Sunday, April 19, 2009

The 20 min shibboleth!

In our part of the world, people are carved in stone behind the idea that preaching should only go for 20m. How you expect to grow a congregation in maturity at that length of time is beyond me.

Now I realize that it is important to get to the point and be crisp with the message, but 20 min works if you are an itinerant preacher who does a gospel presentation each week, I don’t think it is so effective if you really do need to preach ‘the whole counsel of God’.

How can you plumb the depths of a decent passage of scripture, linking the message of this particular passage into the themes of the book and then into the wider Bible, picking up the Systematic theology themes, the ethical implications for the Christian life, and then the apologetic necessities for the Christian’s world view in the face of a secular and atheistic society, while making it engaging to listen to in 20m?

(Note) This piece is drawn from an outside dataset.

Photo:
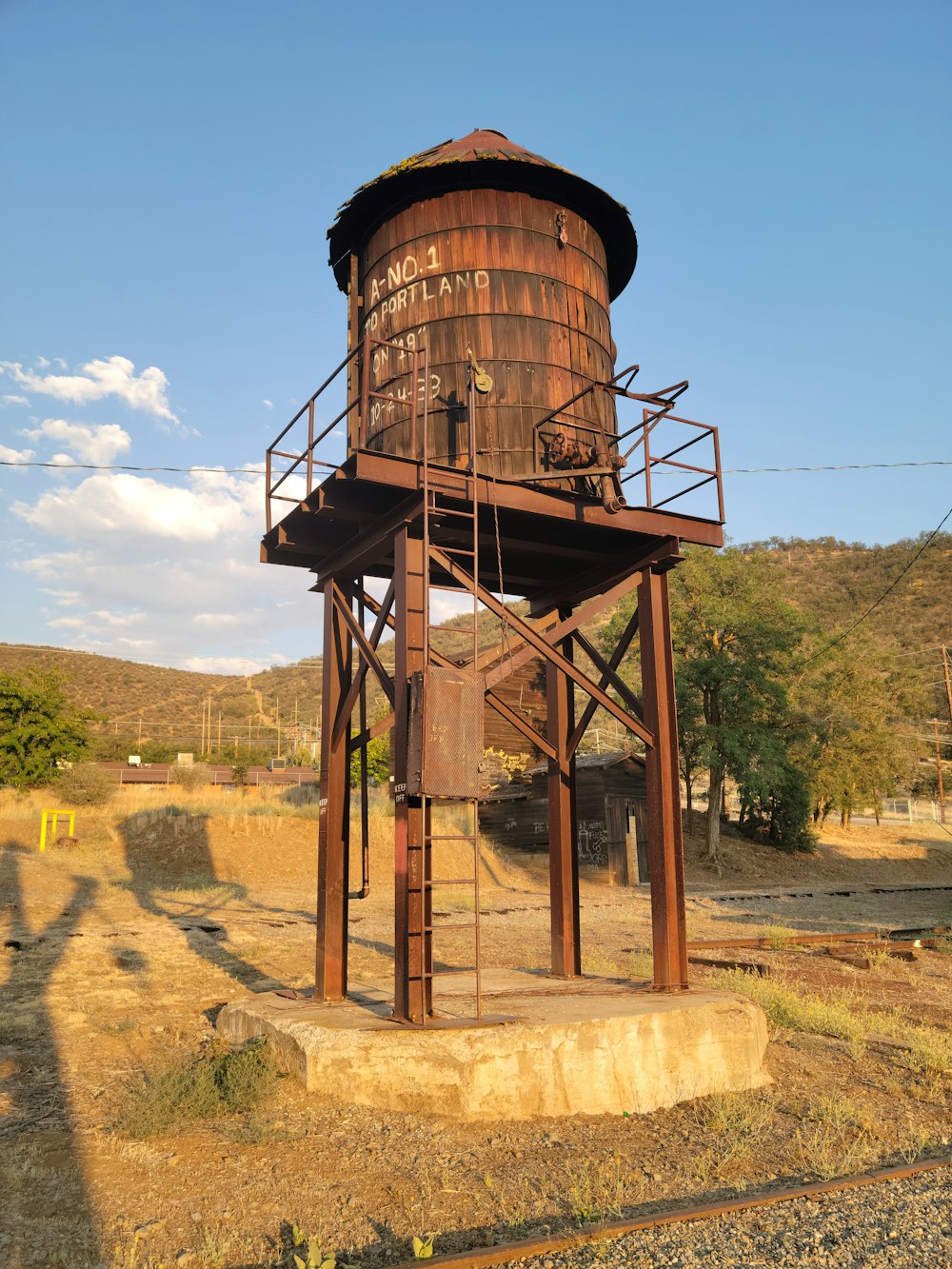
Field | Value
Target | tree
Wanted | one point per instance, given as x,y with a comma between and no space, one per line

It would have to be at least 25m ;)

And for some reason this 20m marker is hard to shake, but when you know you need to chop the sermon, you always chop the illustrations and other ‘fluff’, which I think tends to make the whole thing a poorer experience for the listener and more like a lecture. The ‘faithful’ but uninspiring sermon.

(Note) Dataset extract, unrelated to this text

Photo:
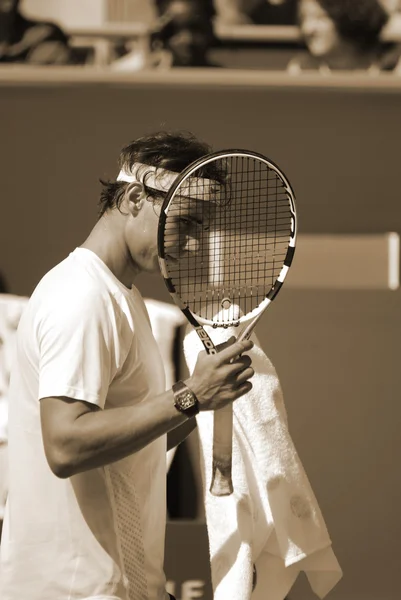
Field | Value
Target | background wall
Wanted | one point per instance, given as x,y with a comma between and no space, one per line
337,353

As I mentioned before Einstein proved time was relative, 10secs on a hotplate was a lifetime!! I suspect the length of preaching is not the issue, but the quality of the preaching is.

Sure you don’t have to, nor really can you do, ALL the things listed above every week, but our preaching would be of a better quality if we did, even if it meant 40m and the notices, and one song had to get chopped, for the sake of being faithful with time for our people over the whole service.

The integrated and ethical Christian life of worship is going to need more than 20m a week to explain and encourage in engaging ways. I suspect the predictable 20m 3 point effort, while it may be faithful, reflects ultimately a lack of confidence in the act of communication that is preaching, and panders to a dumbing down of Christianity in both the hearers and the preachers as well.